Voice controlled technologies are growing in popularity everywhere. From home automation to cab booking or ordering a meal, customers are getting pampered with the luxury of using voice to control things around them.

In this blog post, I present a tutorial to build a voice-activated Oxford dictionary using Amazon Alexa. You can talk to the dictionary and ask for definitions, example usage, synonyms or antonyms of any English word present in the Oxford dictionary.

Dictionary Bot – A Voice Controlled Dictionary Assistant

Often I stumble across some word from a classic English literature. I get hold of a dictionary, locate the word and then read the print in a tiny font. This can be irritating at times. And oh yes! I can Google for that word on my smartphone but then I run the risk of getting lost in the online world. Besides, none of these things really interact with me. What if I have a gadget to which I can literally ask about the word and it tells me the meaning and even example usage of that word?

dictionary_3

This idea seemed fascinating to me and after a bit of research, I was able to successfully build a talking dictionary bot. The dictionary bot listens to my questions about meanings, synonyms, antonyms of any English word and gets answers straight from the definitive record for the English language – The Oxford Dictionary.

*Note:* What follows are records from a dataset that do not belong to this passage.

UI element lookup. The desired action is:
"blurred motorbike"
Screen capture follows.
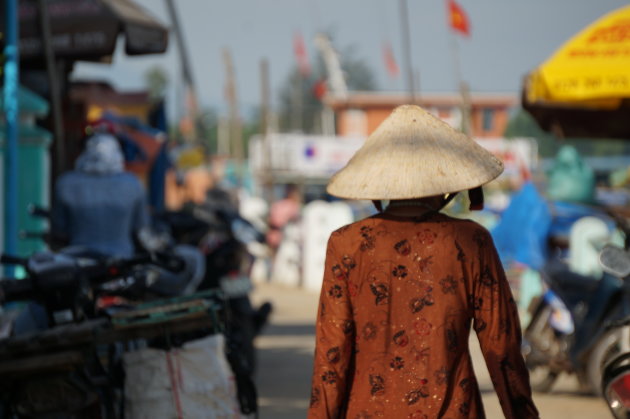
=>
[523,213,630,394]
[0,241,207,418]
[600,246,630,419]
[156,189,272,414]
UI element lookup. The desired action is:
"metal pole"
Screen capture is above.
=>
[260,58,273,205]
[37,0,66,174]
[166,0,198,139]
[398,0,416,103]
[4,0,20,277]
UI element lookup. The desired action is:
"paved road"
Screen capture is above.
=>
[253,284,610,419]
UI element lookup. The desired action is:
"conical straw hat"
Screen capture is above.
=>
[327,105,503,200]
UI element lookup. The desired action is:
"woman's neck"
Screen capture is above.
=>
[384,199,439,217]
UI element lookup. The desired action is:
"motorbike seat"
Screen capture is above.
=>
[544,261,599,295]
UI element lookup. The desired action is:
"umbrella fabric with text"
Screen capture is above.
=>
[523,6,630,139]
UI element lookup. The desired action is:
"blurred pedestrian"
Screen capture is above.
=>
[52,132,149,257]
[267,183,301,253]
[309,105,538,419]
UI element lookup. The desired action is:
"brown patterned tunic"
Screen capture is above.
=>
[308,213,538,419]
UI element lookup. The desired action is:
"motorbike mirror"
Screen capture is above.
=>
[599,245,630,278]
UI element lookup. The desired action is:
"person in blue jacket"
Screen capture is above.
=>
[52,132,149,257]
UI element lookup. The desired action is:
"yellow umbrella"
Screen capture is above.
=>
[524,6,630,109]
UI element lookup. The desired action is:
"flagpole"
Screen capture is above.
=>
[398,0,416,103]
[448,5,471,135]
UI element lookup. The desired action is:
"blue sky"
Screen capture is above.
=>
[73,0,629,117]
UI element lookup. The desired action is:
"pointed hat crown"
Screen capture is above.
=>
[327,105,503,200]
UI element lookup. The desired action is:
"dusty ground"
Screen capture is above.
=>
[253,284,611,419]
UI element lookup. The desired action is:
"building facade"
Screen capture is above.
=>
[324,92,519,138]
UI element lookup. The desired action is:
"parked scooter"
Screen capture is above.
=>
[523,214,630,394]
[600,246,630,419]
[157,189,272,414]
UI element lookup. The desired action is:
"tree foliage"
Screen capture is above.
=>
[504,109,630,158]
[279,37,377,134]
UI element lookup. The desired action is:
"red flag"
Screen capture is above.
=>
[293,32,311,76]
[383,43,400,79]
[313,79,328,100]
[448,0,470,36]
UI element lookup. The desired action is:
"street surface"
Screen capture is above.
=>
[252,283,611,419]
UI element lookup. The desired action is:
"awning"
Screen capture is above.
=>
[522,6,630,139]
[522,6,630,139]
[0,0,168,61]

This blog post is an effort to document the building process of this dictionary bot. You can build one for yourself and enjoy this voice-controlled dictionary. You can even present it as a gift to your kids and help them expedite their learning of English language!

 

Introduction to Amazon Alexa

Alexa doesn’t really need an introduction. For those of you who don’t know, Alexa is a voice service from Amazon which provides a Voice User Interface (VUI) for you to interact with the world. Alexa can answer questions about weather, facts, history or play music, set alarm. You can access Alexa service with the hands-free smart speaker Echo or similar products from Amazon.

In addition, Amazon has put the power of Alexa in the hands of developers. To leverage the artificial intelligence behind Alexa, you develop a ‘skill’ to add more capabilities and features of your own to Alexa.

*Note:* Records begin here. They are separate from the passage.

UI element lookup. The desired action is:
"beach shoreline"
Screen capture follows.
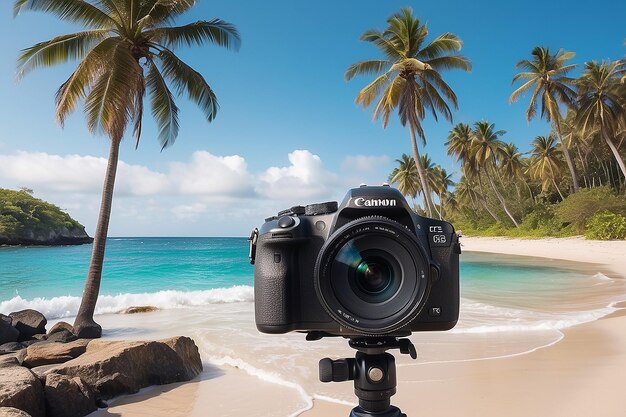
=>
[86,237,626,417]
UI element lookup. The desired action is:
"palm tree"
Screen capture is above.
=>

In this project, we will develop such a custom skill so that Alexa is able to retrieve and present you the information from Oxford dictionary for your query. If you are interested to know more about Alexa, here is a good information to start with.

[thrive_text_block color=”teal” headline=”Also Check Out This Home Automation Demo Built Using Alexa”]

Sometime back we used Alexa to build a voice-controlled home automation system. You can check out the post along with the complete build instructions, in two parts.

Voice Controlled Home Automation using Alexa – Part 1

Voice Controlled Home Automation using Alexa – Part 2

[/thrive_text_block]

Dictionary Bot Hardware

Amazon Echo is the device which comes to mind when you think of Alexa. However, that is not the only option to access Alexa voice service. You can get a feel of Alexa with some web based simulators such as echosim.io or you can run the service on a Raspberry Pi, if you belong to the ‘maker’ clan and enjoy DIY.

Co-incidentally I received a beta sample of ‘WisCore AVS Kit’ from RAK Wireless, a Shenzhen based company manufacturing a wide range of products to build IoT solutions. WisCore integrates Alexa Voice Service inside it, so you can use it almost out of the box to interact with Alexa. A companion mobile app lets you configure WisCore with your Amazon credentials and you are all set to experience the digital voice assistant. WisCore has several features and capabilities in addition to Alexa integration. You can find out more about WisCore and ordering information here.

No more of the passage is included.